Chargeway establishes standardized symbols for EV charging

Just as dinosaur drivers need to choose among regular, premium and diesel, EV drivers have several charging options, and novices (including some of our colleagues in the mainstream media) still find the different choices confusing.

Here in the US, we have Level 1 (120 volts), Level 2 (240 volts), and three different DC fast charging standards. In Europe and Asia, there are other standards, and the same ones are known by different names. Furthermore, the same car can charge at different rates depending on the charging station, but those rates are not displayed at most public chargers.

Matt Teske, a marketer and long-time EV owner from Portland, has devised a set of uniform symbols to denote the different charging standards and speeds.

Teske’s system, called Chargeway (via Green Car Reports), uses color-coded circles for charging standards, with a single number inside to indicate the charging speed – the higher the number, the higher the charging power available. For example, J-1772 Level 1 is indicated by a blue 1, J-1772 Level 2 by a blue 2, and CHAdeMO 50 kW DC fast-charging by a green 3 symbol.

The symbols could be affixed inside an EV’s charge-port door, and on public charging stations. They could also be included on highway signs, and incorporated into existing smartphone apps, so drivers would know at a glance whether a particular station could charge their car.

Teske showed the Chargeway system at the recent EV Roadmap 10 conference in Portland, and got rave reviews. “We need this concept to be seen and [backed] as soon as possible by all industry stakeholders: car and charging manufacturers, regulators and environmental organizations,” said Shad Balch from Chevrolet.

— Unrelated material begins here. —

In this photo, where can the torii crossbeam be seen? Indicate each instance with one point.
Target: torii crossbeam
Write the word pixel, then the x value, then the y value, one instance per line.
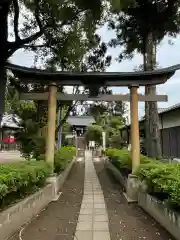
pixel 133 80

“The Chargeway description of the various types and speeds of EV charging makes it super-easy and simple for consumers to understand,” said Katherine Stainken, Policy Director for Plug In America.


Source: Green Car Reports

  • Dr_Mike_B

    Although the system has merits, the categories are overly broad. For level one it goes from 1 to 3 kW meeting from 8 to 25 A. Depending on what charger you have, this can makes a difference. For level two the range is from 20 to 99 kW. The standard CHAdeMO is 50 kW but one would want to distinguish between the 20 kW and the 50 kW charger. Similarly if you had a system that would run at 99 kW you’d want to know whether the charger you were stopping at is only 20 kW. In other words it is a good idea but needs much further refining.

    • Dr_Mike_B

      A more useful system would list the power available at the charging station. For level one the normal steps are 8, 12 and 20 A. For level two the normal steps are approximately 4, 7, 10 and 17 kW. For level three it appears to be 25, 50 and possibly 75 kW. This will let a driver know whether it is worth his time to stop at a particular station.

    • Dr_Mike_B

      The more I think about it, the more I dislike the system. Using the color blue for level one and level 2 J1772 and then using the same color for a level III CCS would be very confusing to a driver who does not have a CCS system. The CCS and CHAdeMO should be distinguished by separate colors separate from level one and level two . Level one and level two should also be a distinguished by a separate colors. Instead of having a single number inside the colored circle I would have the one, two, three with the power level. This would give much more information to the driver who’s either pulling off the freeway or parking on the street before he gets out of his car.

  • Dr_Mike_B

    Although at first glance I thought the system was useful, on later thought, it has multiple problems. Firstly, the ranges are overly broad. Level one charging ranges between 1 kW and 2.5 kW. Level two charging ranges between 3.3 kW and 20 kW. They have all of these represented by a blue circle with a number. This can be very confusing especially at highway speed’s. Level III in a blue circle is CCS only. The person with a CHAdeMO charger would be confused and think that possibly he can do level III at that station. In other words level one, level two, CCS, and CHAdeMO should be distinguished by different colors. Tesla is a beast of a completely different color and probably should not be included except for level one and level 2 which can go to 20 A on level one and 20 kW on level two. The level III Tesla stations are distinguished by a big sign that says Tesla.
    Instead of just a single number within the circle, I would also include a number that indicates the power in kilowatts of the charging station for levels two and three and the power in amperes for level one. This would be extremely useful so that the person with a 10 kW charger in his car will not stop at the station that only provides 3.3 kW on level two. It would also distinguish the extremely low power 20–25 kW level three stations and allow people to bypass them in favor of the more powerful stations.

  • Gillacey

    Hmm. I know its really set up for US drivers but I can see a number of issues. Firstly the CCS charge used by BMW for instance has 7 pins, not 5 like the Japanese J1772. This does not seem to be covered. In the UK all 7kW chargers are type2 (7 pin) and you need a lead in the car to connect. They don’t tell you this when you buy the car and they are not cheap.
    Also, the car’s satnav tells you whether the charge point nearby is suitable for that car. I assume you don’t have anything similar but ZapMap app is brilliant, you tell it what car you’re driving and it tells you where the charge points are, colour coded for speed (kW) it also tells you whether it is in service. This Teske system is inferior.